Together with her husband, an Army reservist and military contractor, Williams has maintained a comfortable upper-middle class lifestyle. They have two children: One is in college; the other is working on an internship and attending college classes.
She's kept up contributions to her 401(k) and doesn't fret about retirement. The couple owns a home that's held its value. This year, they had hardwood floors installed in the kitchen and bathroom.
"The houses in our neighborhood are selling," she says. "If we wanted to get out, we would make a nice profit."
In her view, the president doesn't deserve all the blame for the still-weak economy or high unemployment, now at 7.9 percent. She wishes Republicans and Democrats would work more cooperatively to strengthen the economy.
"My dream for America," Williams says, "is that we'll go back to our core values of taking care of other people and looking out for other people instead of just looking out for ourselves."
— Associated Press Writer Michael Sandler
CHARLOTTE, N.C. (AP) — When Ray Arvin isn't worrying about his own financial plight, he's fretting about the government's. He's troubled by gaping budget deficits and galled by what he calls lax leadership in Washington.
What America needs, Arvin says, is to restore a spirit of individual self-reliance. And force the government to become leaner and more responsible.
"I'm against that government-down approach — spending without a thought of how we are going to balance the checkbook," Arvin says.
He tries to live by his own words.
When his company went bust three years ago, Arvin fell into unemployment for several months. He had blown through his savings — more than $100,000 — trying to save his business.
He now works in sales for a company that sells supplies to power companies. His income has shrunk.
Arvin's 2005 Chevy Suburban has 235,000 miles on it. When gas prices rise, his take-home pay drops. When the car breaks down, he fixes it himself to save money.
"I've lost my retirement that I had built up," he says. "I'm having to start from scratch right now, looking at an economy and a government that is going to make my great-grandchildren pay the price for what they're doing."
Political leaders in Washington leave him shaking his head. It isn't just President Barack Obama. Arvin opposes Obama. But he's also appalled by the actions of long-serving politicians.
"We have too many people in government who have made it their career to be in government," he says. "And they don't seem to be in it for the country. They seem to be in it for themselves or their party."
He isn't looking for the government to help restore his financial security. He says he'll keep working hard and hope for the best.
It's an impulse rooted in American culture, he says.
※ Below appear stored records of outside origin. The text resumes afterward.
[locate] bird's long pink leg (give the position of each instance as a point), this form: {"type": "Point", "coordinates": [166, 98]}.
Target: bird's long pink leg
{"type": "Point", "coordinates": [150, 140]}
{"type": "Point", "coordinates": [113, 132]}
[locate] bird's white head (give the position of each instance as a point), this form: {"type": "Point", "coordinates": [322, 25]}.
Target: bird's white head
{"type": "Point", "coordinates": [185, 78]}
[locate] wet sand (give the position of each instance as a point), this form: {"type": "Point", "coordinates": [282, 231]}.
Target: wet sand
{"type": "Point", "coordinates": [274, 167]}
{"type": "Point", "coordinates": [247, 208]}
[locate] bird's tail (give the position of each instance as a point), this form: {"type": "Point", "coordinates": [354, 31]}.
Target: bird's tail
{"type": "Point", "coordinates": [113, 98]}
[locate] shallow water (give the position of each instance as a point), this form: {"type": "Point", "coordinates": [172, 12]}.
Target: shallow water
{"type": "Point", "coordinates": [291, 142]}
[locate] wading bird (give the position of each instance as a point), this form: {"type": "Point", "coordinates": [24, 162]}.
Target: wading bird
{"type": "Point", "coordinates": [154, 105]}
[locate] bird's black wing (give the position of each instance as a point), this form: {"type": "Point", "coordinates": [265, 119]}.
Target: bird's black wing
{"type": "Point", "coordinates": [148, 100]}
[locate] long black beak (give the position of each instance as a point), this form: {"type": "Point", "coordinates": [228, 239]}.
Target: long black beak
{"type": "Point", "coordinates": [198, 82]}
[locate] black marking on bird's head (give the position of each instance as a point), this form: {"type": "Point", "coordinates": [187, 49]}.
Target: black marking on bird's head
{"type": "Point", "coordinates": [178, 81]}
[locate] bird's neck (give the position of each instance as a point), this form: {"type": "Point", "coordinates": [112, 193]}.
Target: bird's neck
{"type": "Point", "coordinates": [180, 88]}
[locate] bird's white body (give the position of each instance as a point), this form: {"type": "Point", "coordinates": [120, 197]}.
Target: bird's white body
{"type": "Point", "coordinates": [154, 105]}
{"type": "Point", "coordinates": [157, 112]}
"What made our country great," Arvin says, "was people sucking it up, working hard and being energized to go in a direction because they could believe in their dreams and know their dreams were possible because they believed in themselves."
One way he thinks he may realize that dream is with an invention he hopes catches fire: A makeup case Arvin decided to design after noticing how powder from his wife's compact case would spill.
His wife is trying to turn the cases into a business. He says she's sold hundreds of them at trade shows and on eBay. And Arvin is seeking a patent for his design.
"Maybe this will take off," he says. "Who knows? But you just have to keep trying and not give up. That's the American way."